Von Ilja Kramnik, RIA Novosti *

Die Preisschwankungen bei Öl und Gas auf dem Weltmarkt, der Bau neuer Kraftwerke, Erpressung mit Brennstofflieferungen sind in der Energiepolitik derzeit ein Topthema.

Viele Experten sehen darin auch die eigentliche Ursache der meisten Kriege des 20. Jahrhunderts. Was auf jeden Fall stimmt: Mit der Entwicklung der Industriegesellschaft spielen die Energieressourcen eine immer größere Rolle. Bei einem bestimmten Entwicklungsstand wird der freie Zugang zu den Energieressourcen zu einer Lebensnotwendigkeit. Eine Einschränkung dieses Zugangs kann ernsthafte Folgen für die Wirtschaft haben. Die Kontrolle über der Förderung von Energieressourcen gehörte zu den Hauptzielen der Aggressoren im Zweiten Weltkrieg.

So war für Deutschland und Italien 1942 der Durchbruch zu den Ölvorkommen des Kaukasus an der sowjetisch-deutschen Front und der Arabischen Halbinsel an der Afrikanischen Front eines der wichtigsten Ziele. Dies war vom akuten Brennstoffmangel diktiert. Für Japan war das Embargo, mit dem dem Land der Zugang zu den Ölfeldern in Südostasien versperrt wurde, der Grund für den Kriegsbeginn.

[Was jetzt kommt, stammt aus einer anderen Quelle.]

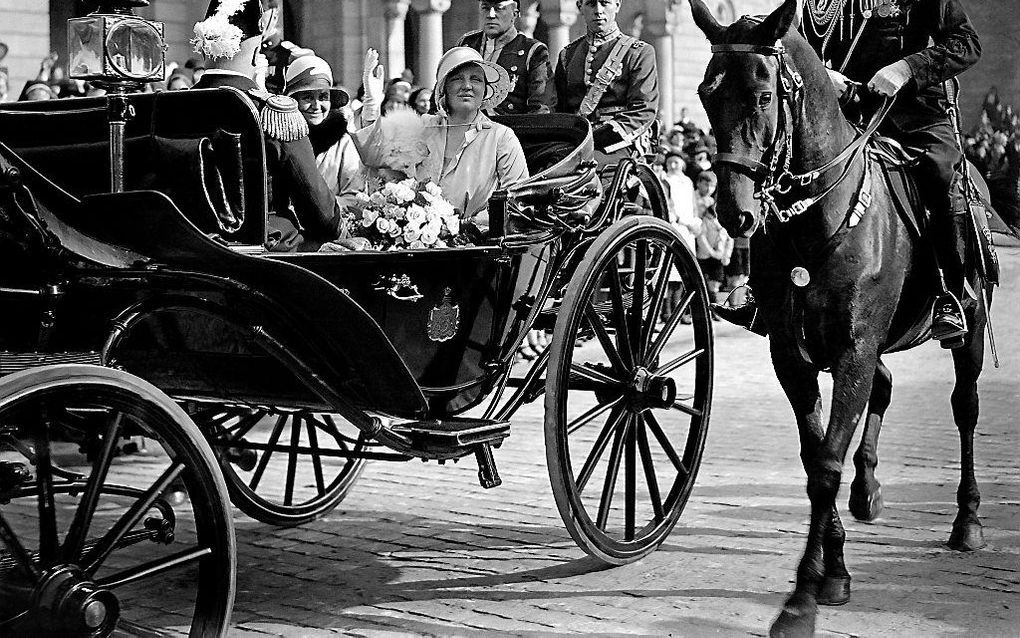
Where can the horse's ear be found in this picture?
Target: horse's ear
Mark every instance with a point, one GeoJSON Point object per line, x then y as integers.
{"type": "Point", "coordinates": [779, 21]}
{"type": "Point", "coordinates": [706, 21]}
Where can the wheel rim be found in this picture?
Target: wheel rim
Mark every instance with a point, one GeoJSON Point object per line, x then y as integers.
{"type": "Point", "coordinates": [95, 541]}
{"type": "Point", "coordinates": [312, 453]}
{"type": "Point", "coordinates": [627, 411]}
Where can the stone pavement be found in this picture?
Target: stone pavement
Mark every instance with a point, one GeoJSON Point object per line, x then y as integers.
{"type": "Point", "coordinates": [417, 548]}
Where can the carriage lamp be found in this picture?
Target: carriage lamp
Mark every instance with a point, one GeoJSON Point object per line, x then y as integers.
{"type": "Point", "coordinates": [119, 52]}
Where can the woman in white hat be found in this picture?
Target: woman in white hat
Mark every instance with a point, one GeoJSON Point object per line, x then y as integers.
{"type": "Point", "coordinates": [468, 155]}
{"type": "Point", "coordinates": [309, 81]}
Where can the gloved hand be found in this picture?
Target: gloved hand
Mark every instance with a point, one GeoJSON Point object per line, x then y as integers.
{"type": "Point", "coordinates": [839, 82]}
{"type": "Point", "coordinates": [889, 80]}
{"type": "Point", "coordinates": [371, 78]}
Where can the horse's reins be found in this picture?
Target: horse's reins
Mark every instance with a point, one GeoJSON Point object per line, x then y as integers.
{"type": "Point", "coordinates": [769, 179]}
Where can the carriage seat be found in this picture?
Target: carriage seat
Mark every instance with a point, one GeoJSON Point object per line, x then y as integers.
{"type": "Point", "coordinates": [203, 148]}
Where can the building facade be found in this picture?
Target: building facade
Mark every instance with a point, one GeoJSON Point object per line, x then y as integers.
{"type": "Point", "coordinates": [413, 34]}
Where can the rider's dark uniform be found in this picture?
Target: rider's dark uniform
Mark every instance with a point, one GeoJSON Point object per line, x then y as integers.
{"type": "Point", "coordinates": [937, 41]}
{"type": "Point", "coordinates": [626, 111]}
{"type": "Point", "coordinates": [526, 60]}
{"type": "Point", "coordinates": [303, 213]}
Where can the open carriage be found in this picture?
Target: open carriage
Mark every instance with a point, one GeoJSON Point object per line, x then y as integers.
{"type": "Point", "coordinates": [154, 315]}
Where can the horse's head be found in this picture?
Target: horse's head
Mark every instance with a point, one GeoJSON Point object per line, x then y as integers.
{"type": "Point", "coordinates": [743, 94]}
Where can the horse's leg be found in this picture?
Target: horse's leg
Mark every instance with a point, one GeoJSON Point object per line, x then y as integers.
{"type": "Point", "coordinates": [865, 491]}
{"type": "Point", "coordinates": [852, 385]}
{"type": "Point", "coordinates": [968, 361]}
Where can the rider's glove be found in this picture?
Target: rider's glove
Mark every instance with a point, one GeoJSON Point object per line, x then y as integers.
{"type": "Point", "coordinates": [889, 80]}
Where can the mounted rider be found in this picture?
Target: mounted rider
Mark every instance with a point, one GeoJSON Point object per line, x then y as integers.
{"type": "Point", "coordinates": [610, 79]}
{"type": "Point", "coordinates": [884, 45]}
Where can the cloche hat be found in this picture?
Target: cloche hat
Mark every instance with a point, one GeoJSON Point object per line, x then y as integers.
{"type": "Point", "coordinates": [497, 79]}
{"type": "Point", "coordinates": [311, 72]}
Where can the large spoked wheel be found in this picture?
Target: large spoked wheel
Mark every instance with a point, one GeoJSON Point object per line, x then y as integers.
{"type": "Point", "coordinates": [95, 543]}
{"type": "Point", "coordinates": [628, 390]}
{"type": "Point", "coordinates": [284, 468]}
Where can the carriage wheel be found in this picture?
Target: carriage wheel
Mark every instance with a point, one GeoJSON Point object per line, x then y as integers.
{"type": "Point", "coordinates": [283, 468]}
{"type": "Point", "coordinates": [93, 542]}
{"type": "Point", "coordinates": [627, 409]}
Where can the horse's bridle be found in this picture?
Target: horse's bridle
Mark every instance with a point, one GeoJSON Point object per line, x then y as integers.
{"type": "Point", "coordinates": [770, 180]}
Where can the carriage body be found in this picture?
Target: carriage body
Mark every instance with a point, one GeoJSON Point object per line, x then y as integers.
{"type": "Point", "coordinates": [330, 359]}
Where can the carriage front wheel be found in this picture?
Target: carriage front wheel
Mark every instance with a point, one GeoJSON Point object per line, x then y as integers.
{"type": "Point", "coordinates": [628, 390]}
{"type": "Point", "coordinates": [95, 542]}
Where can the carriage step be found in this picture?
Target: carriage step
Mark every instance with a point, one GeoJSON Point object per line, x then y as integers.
{"type": "Point", "coordinates": [455, 433]}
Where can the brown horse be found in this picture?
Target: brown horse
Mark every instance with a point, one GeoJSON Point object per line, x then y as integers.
{"type": "Point", "coordinates": [840, 277]}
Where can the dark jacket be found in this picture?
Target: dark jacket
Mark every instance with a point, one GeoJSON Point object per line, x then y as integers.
{"type": "Point", "coordinates": [628, 107]}
{"type": "Point", "coordinates": [303, 213]}
{"type": "Point", "coordinates": [904, 35]}
{"type": "Point", "coordinates": [526, 60]}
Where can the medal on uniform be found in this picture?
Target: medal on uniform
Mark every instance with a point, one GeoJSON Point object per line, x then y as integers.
{"type": "Point", "coordinates": [444, 319]}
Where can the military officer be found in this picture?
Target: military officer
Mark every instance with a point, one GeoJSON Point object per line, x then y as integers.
{"type": "Point", "coordinates": [907, 49]}
{"type": "Point", "coordinates": [525, 59]}
{"type": "Point", "coordinates": [303, 212]}
{"type": "Point", "coordinates": [610, 79]}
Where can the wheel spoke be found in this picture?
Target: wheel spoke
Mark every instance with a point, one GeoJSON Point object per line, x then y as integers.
{"type": "Point", "coordinates": [607, 342]}
{"type": "Point", "coordinates": [653, 484]}
{"type": "Point", "coordinates": [629, 482]}
{"type": "Point", "coordinates": [316, 457]}
{"type": "Point", "coordinates": [591, 414]}
{"type": "Point", "coordinates": [683, 359]}
{"type": "Point", "coordinates": [600, 446]}
{"type": "Point", "coordinates": [79, 529]}
{"type": "Point", "coordinates": [292, 459]}
{"type": "Point", "coordinates": [612, 471]}
{"type": "Point", "coordinates": [48, 543]}
{"type": "Point", "coordinates": [263, 460]}
{"type": "Point", "coordinates": [658, 293]}
{"type": "Point", "coordinates": [105, 547]}
{"type": "Point", "coordinates": [17, 550]}
{"type": "Point", "coordinates": [153, 568]}
{"type": "Point", "coordinates": [667, 447]}
{"type": "Point", "coordinates": [619, 314]}
{"type": "Point", "coordinates": [667, 330]}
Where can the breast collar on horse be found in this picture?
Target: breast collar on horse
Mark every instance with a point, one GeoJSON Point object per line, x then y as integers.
{"type": "Point", "coordinates": [769, 179]}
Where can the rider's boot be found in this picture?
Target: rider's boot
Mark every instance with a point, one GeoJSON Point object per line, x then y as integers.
{"type": "Point", "coordinates": [744, 314]}
{"type": "Point", "coordinates": [949, 325]}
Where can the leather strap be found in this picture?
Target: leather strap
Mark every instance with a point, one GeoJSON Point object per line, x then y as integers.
{"type": "Point", "coordinates": [609, 71]}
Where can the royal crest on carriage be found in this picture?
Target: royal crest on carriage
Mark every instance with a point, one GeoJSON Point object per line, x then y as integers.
{"type": "Point", "coordinates": [444, 319]}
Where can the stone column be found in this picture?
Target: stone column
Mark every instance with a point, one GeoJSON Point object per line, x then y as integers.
{"type": "Point", "coordinates": [528, 17]}
{"type": "Point", "coordinates": [559, 16]}
{"type": "Point", "coordinates": [394, 57]}
{"type": "Point", "coordinates": [430, 44]}
{"type": "Point", "coordinates": [660, 20]}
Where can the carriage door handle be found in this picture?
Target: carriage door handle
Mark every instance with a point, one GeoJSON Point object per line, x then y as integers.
{"type": "Point", "coordinates": [399, 287]}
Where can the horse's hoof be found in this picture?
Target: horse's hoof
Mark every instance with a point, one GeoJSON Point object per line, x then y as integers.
{"type": "Point", "coordinates": [797, 619]}
{"type": "Point", "coordinates": [966, 537]}
{"type": "Point", "coordinates": [834, 591]}
{"type": "Point", "coordinates": [866, 504]}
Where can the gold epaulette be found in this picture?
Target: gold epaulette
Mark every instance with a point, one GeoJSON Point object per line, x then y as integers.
{"type": "Point", "coordinates": [281, 117]}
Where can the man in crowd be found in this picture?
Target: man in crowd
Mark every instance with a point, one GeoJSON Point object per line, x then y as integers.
{"type": "Point", "coordinates": [887, 50]}
{"type": "Point", "coordinates": [611, 79]}
{"type": "Point", "coordinates": [525, 59]}
{"type": "Point", "coordinates": [303, 212]}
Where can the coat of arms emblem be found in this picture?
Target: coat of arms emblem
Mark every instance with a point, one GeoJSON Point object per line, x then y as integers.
{"type": "Point", "coordinates": [444, 319]}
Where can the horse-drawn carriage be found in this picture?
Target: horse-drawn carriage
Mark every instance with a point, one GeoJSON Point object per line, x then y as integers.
{"type": "Point", "coordinates": [154, 316]}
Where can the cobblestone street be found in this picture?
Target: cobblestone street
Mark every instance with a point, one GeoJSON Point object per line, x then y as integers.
{"type": "Point", "coordinates": [417, 548]}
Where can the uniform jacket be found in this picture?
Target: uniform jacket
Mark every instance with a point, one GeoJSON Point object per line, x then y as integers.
{"type": "Point", "coordinates": [903, 35]}
{"type": "Point", "coordinates": [305, 209]}
{"type": "Point", "coordinates": [526, 60]}
{"type": "Point", "coordinates": [634, 92]}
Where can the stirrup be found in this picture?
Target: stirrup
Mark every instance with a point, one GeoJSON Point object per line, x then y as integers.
{"type": "Point", "coordinates": [948, 320]}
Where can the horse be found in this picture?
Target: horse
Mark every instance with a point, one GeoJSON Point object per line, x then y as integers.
{"type": "Point", "coordinates": [844, 278]}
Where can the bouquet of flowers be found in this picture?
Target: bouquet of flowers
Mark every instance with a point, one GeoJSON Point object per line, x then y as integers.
{"type": "Point", "coordinates": [406, 214]}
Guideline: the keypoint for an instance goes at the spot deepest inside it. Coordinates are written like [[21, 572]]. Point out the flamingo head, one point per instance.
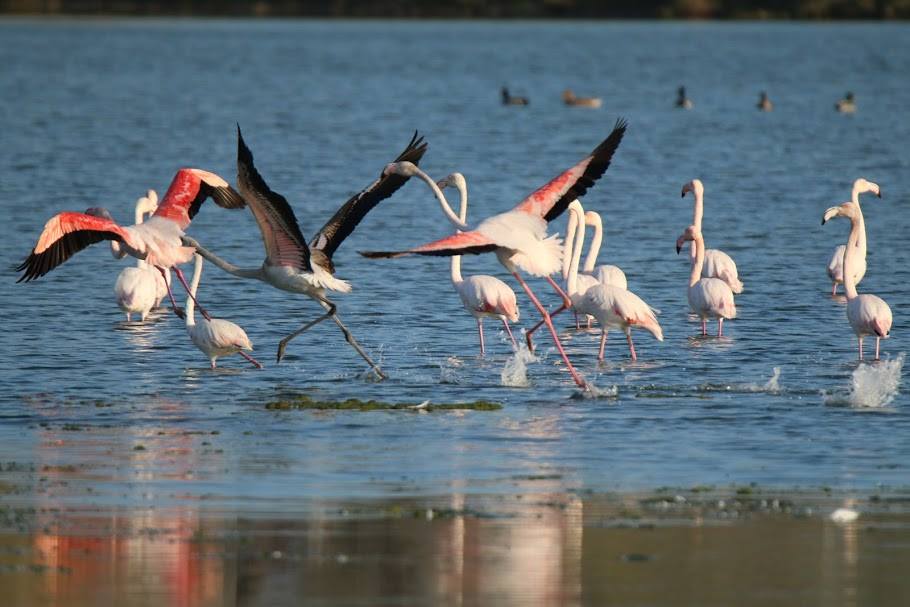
[[846, 209], [691, 233], [861, 186], [695, 186]]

Die Öllagerstätten, die Kohlengruben, die Tankschiffe, die Zisternenzüge mit Treibstoff und Kraftwerke galten während des Kriegs als überaus wichtige Ziele. Bei den U-Booten standen die Tankschiffe auf der Liste der vorrangigen Ziele gleich hinter den Flugzeugträgern und Linienschiffen. Ölraffinerien, Kraftwerke und Treibstofffabriken auf dem Territorium des Dritten Reichs waren ebenfalls die wichtigsten Ziele für die strategischen Bomber der Alliierten.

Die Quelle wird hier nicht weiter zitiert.